In embodiments, the system 100 is configured to detect crank starting and to control the switching 103 responsively. For example, the controller 110 may use the ammeter 117 to detect when current draw exceeds a threshold indicative of crank starting. The controller 110 may reactively switch in the battery cells 102 from the auxiliary group, preferably within less than 5 ms so as to meet the maximum current draw 119 requirements shown in
In alternative embodiments, the system be manually configurable in a crank starting mode and wherein the system is configured to control the switching to electrically connect the battery cells 102 assigned to the auxiliary group when the system 100 is in the crank starting mode.
For example, where the power supply 101 takes the form of a portable battery, the user interface 124 thereof may take the form of a toggle switch. During crank starting, the user may flick the toggle switch to configure the portable battery in the crank starting mode so that the battery cells 102 assigned to the auxiliary group are switched in for crank starting.
During charging of the power supply 101, the system 100 may be configured for controlling the switching 103 to prioritise charging of the battery cells 102 assigned to the auxiliary group. The system 100 may further be configured to measure a charge state of the battery cells 102 assigned to the auxiliary group.
For example, the controller 110 may be configured to detect charging wherein current or voltage determined by the ammeter 117 or at least one voltmeter 122 exceeds a threshold. For example, the controller 110 may detect charging when voltage detected by the at least one voltmeter exceeds 13 V.
The controller 110 may monitor the charge state of each battery cell 102 to determine the charge state thereof. For example, the controller 110 may determine that a measured voltage of less than 8 V is to be categorised as a depleted charge state. As such, when detecting depleted battery cells 102 assigned to the auxiliary group using the respective voltmeters 122 thereof, the controller 110 may control the switching 103 to firstly charge these depleted battery cells 102 until, for example, detecting a voltage rise beyond 12.5 V whereafter the other cells 102 of the primary group may be connected by the switching 103 for recharging.
In embodiments, the controller 110 is configured to measure the charge state of the battery cells 102 assigned to the primary group to determine whether to control the switching 103 to electrically connect the battery cells 102 assigned to the auxiliary group during crank in. For example, should the measured charge state of the battery cells 102 assigned to the primary group indicate that the measured charge state is sufficient to meet the crank start power consumption requirement, the controller 110 may be configured to not switching the battery cells 102 assigned to the auxiliary group.
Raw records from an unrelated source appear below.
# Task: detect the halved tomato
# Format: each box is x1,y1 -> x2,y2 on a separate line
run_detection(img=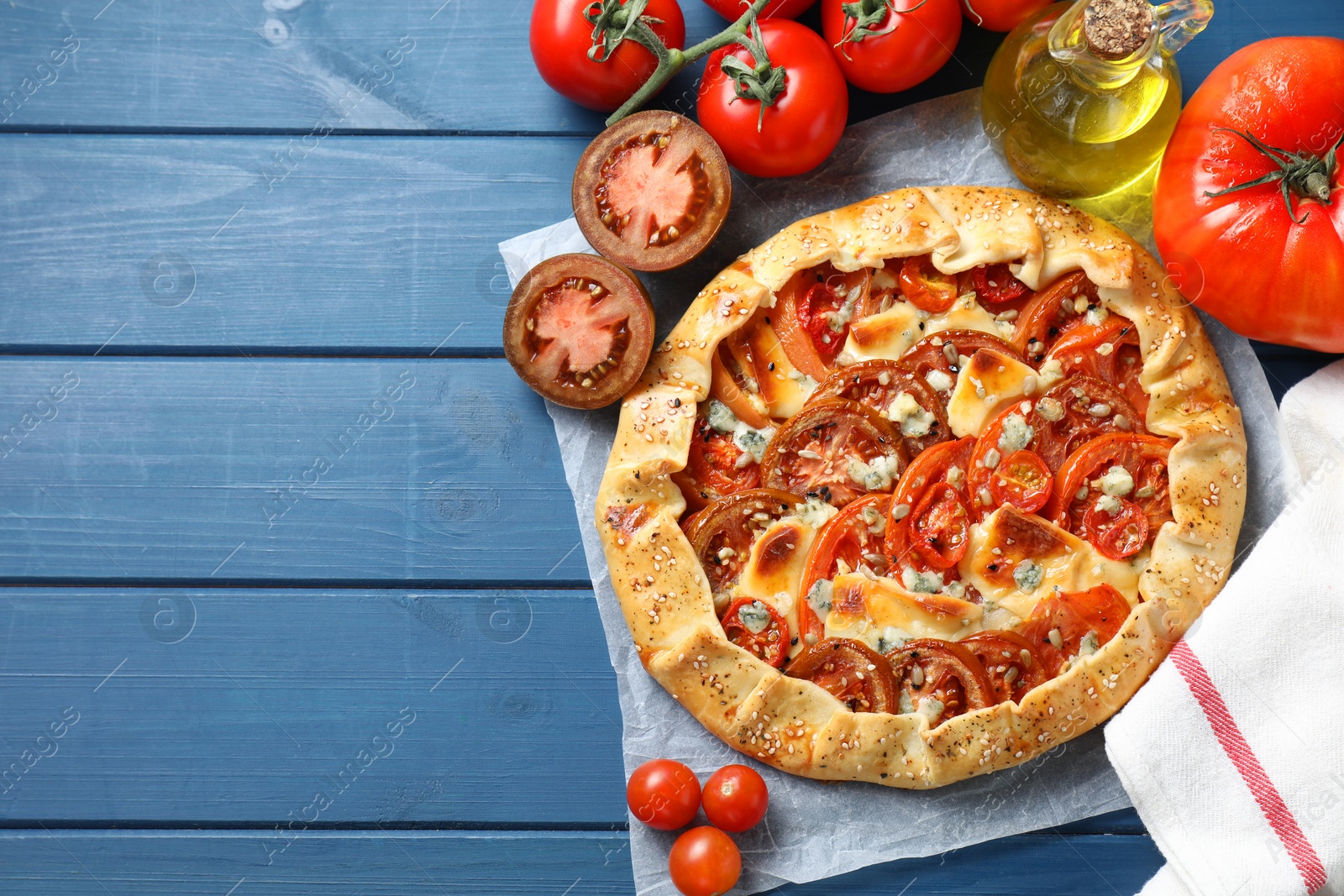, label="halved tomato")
504,254 -> 654,410
761,398 -> 906,508
784,638 -> 896,712
774,262 -> 872,383
1044,432 -> 1174,547
672,414 -> 761,511
900,255 -> 959,314
571,110 -> 732,271
957,631 -> 1048,703
687,489 -> 798,594
887,638 -> 995,728
798,495 -> 891,641
1017,584 -> 1129,679
1031,374 -> 1144,470
808,360 -> 952,457
719,598 -> 789,669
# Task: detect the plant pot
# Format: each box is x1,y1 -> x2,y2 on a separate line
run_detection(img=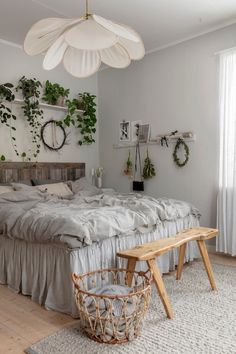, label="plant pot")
97,177 -> 102,188
57,96 -> 65,107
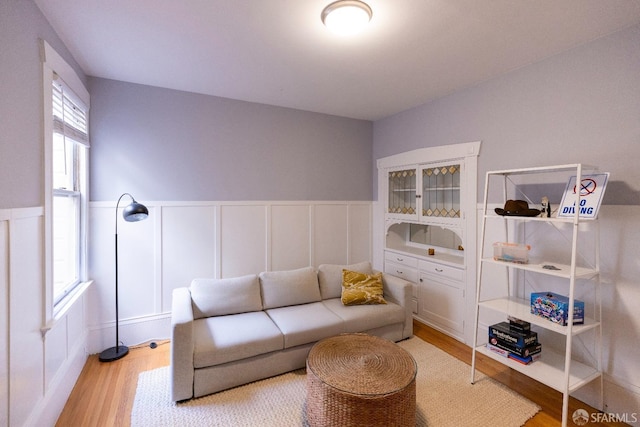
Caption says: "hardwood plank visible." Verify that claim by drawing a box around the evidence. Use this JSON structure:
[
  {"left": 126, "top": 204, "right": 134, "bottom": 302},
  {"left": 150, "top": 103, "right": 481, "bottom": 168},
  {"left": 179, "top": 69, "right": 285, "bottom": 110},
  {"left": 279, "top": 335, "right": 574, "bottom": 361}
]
[{"left": 56, "top": 321, "right": 625, "bottom": 427}]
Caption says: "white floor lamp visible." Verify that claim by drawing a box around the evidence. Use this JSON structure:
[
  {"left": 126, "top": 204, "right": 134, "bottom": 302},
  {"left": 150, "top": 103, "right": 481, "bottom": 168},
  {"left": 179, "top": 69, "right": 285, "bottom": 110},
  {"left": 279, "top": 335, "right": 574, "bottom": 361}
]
[{"left": 99, "top": 193, "right": 149, "bottom": 362}]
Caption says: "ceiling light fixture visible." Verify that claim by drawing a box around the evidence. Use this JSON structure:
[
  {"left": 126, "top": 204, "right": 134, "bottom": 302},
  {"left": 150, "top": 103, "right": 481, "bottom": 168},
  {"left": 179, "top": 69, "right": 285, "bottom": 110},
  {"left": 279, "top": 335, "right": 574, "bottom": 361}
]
[{"left": 322, "top": 0, "right": 373, "bottom": 35}]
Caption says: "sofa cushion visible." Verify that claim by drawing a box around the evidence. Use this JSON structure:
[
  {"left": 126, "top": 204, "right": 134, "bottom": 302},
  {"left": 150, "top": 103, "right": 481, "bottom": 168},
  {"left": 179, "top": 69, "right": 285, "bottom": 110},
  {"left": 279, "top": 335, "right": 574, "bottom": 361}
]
[
  {"left": 193, "top": 311, "right": 284, "bottom": 368},
  {"left": 266, "top": 302, "right": 344, "bottom": 348},
  {"left": 341, "top": 269, "right": 387, "bottom": 305},
  {"left": 190, "top": 274, "right": 262, "bottom": 319},
  {"left": 318, "top": 261, "right": 373, "bottom": 299},
  {"left": 322, "top": 298, "right": 406, "bottom": 333},
  {"left": 260, "top": 267, "right": 320, "bottom": 309}
]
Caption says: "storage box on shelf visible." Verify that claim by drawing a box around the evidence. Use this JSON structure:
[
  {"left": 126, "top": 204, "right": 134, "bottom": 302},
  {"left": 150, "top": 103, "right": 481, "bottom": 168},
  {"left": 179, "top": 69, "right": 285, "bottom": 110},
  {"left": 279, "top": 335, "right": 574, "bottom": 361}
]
[{"left": 471, "top": 164, "right": 603, "bottom": 426}]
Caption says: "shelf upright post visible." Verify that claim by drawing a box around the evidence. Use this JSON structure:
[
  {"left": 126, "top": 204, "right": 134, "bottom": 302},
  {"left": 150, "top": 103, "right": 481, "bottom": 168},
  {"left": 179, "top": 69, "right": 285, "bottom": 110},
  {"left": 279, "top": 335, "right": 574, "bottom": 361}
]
[{"left": 471, "top": 172, "right": 490, "bottom": 384}]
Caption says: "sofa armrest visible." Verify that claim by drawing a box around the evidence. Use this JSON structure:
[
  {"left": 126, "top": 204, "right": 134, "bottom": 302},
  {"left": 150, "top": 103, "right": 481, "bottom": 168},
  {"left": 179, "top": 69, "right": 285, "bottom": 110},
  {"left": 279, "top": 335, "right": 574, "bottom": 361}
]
[
  {"left": 382, "top": 273, "right": 413, "bottom": 338},
  {"left": 170, "top": 288, "right": 194, "bottom": 402}
]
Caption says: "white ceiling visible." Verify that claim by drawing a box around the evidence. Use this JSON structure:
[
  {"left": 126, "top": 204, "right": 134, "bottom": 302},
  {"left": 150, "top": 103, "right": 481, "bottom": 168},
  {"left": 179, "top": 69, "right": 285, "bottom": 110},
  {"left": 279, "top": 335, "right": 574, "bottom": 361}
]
[{"left": 35, "top": 0, "right": 640, "bottom": 120}]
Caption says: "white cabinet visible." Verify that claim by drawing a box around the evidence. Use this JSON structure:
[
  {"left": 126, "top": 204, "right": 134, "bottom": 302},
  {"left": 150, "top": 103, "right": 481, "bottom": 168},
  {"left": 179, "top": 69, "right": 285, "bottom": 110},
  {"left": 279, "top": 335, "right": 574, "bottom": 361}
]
[
  {"left": 386, "top": 159, "right": 464, "bottom": 226},
  {"left": 378, "top": 142, "right": 480, "bottom": 341},
  {"left": 471, "top": 164, "right": 602, "bottom": 426},
  {"left": 417, "top": 261, "right": 465, "bottom": 339},
  {"left": 384, "top": 251, "right": 418, "bottom": 314}
]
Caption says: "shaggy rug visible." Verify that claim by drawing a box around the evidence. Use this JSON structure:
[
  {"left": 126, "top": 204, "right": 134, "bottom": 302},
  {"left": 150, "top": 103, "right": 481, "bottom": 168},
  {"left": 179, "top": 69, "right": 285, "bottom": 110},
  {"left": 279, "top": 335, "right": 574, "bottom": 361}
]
[{"left": 131, "top": 337, "right": 540, "bottom": 427}]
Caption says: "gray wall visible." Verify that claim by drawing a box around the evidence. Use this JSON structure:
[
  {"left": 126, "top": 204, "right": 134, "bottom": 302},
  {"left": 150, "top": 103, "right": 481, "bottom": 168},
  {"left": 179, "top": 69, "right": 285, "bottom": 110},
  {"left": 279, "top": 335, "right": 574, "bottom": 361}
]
[
  {"left": 0, "top": 0, "right": 86, "bottom": 209},
  {"left": 89, "top": 78, "right": 373, "bottom": 201},
  {"left": 373, "top": 26, "right": 640, "bottom": 205}
]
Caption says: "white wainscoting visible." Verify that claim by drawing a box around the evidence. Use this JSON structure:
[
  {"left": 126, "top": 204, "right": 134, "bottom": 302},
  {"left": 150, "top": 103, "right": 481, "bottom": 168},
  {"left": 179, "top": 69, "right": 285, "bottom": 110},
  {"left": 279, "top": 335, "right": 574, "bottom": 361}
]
[
  {"left": 0, "top": 207, "right": 87, "bottom": 426},
  {"left": 88, "top": 199, "right": 373, "bottom": 353}
]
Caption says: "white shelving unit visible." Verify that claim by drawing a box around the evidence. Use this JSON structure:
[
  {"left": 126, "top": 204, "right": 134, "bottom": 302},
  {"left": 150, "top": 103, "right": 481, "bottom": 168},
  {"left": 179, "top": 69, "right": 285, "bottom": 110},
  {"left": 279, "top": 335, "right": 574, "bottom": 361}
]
[{"left": 471, "top": 164, "right": 603, "bottom": 427}]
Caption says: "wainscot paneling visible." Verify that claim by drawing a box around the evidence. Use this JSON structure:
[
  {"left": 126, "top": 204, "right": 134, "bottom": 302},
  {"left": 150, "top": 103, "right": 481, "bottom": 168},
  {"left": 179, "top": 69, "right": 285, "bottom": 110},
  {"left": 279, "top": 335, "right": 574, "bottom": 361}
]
[
  {"left": 161, "top": 206, "right": 217, "bottom": 313},
  {"left": 0, "top": 217, "right": 9, "bottom": 426},
  {"left": 0, "top": 207, "right": 87, "bottom": 426},
  {"left": 87, "top": 199, "right": 372, "bottom": 353}
]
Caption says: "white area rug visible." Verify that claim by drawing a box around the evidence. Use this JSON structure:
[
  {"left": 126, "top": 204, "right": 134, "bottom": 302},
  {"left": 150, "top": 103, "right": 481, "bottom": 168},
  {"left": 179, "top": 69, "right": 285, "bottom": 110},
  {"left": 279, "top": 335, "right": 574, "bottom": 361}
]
[{"left": 131, "top": 337, "right": 540, "bottom": 427}]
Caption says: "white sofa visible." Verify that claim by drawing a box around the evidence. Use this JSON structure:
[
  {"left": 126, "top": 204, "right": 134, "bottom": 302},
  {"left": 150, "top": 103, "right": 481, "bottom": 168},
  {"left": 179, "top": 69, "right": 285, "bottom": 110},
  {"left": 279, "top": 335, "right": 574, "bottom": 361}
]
[{"left": 170, "top": 262, "right": 413, "bottom": 401}]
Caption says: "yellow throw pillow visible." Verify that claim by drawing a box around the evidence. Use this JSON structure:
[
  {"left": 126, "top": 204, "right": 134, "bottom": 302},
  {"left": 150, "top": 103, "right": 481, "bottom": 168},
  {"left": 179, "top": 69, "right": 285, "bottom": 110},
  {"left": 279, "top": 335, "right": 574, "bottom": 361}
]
[{"left": 342, "top": 269, "right": 387, "bottom": 305}]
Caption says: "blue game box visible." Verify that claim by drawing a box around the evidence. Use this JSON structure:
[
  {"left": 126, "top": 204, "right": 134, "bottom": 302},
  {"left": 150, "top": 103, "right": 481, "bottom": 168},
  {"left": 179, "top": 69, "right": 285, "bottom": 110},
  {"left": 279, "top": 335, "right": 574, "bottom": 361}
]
[{"left": 531, "top": 292, "right": 584, "bottom": 326}]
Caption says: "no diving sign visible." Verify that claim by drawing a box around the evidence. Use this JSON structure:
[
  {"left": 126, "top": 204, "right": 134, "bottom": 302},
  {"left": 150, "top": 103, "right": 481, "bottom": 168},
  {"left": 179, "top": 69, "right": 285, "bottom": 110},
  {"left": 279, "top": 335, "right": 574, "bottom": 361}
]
[{"left": 558, "top": 172, "right": 609, "bottom": 218}]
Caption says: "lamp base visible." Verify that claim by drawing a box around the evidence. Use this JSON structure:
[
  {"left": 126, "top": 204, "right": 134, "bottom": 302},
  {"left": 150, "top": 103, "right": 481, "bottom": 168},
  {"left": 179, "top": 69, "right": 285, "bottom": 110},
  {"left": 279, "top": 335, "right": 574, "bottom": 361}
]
[{"left": 99, "top": 345, "right": 129, "bottom": 362}]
The processing starts at step 127. At step 128, the controller 110 may be configured with various configurations settings. These configuration settings may include the number of cells 120 of the power supply 110 for the assignment table in memory 112.
Furthermore, these configuration settings may comprise the aforedescribed configuration settings which may affect power consumption requirements during crank starting, such as engine size, fuel type and the like. As also alluded to above, these configuration settings may be used as part of the lookup table to map measure electrical parameters to respective crank start power consumption requirements.
At step 129, the controller 110 is configured to measure an electrical parameter 131 to determine the crank start power consumption requirements.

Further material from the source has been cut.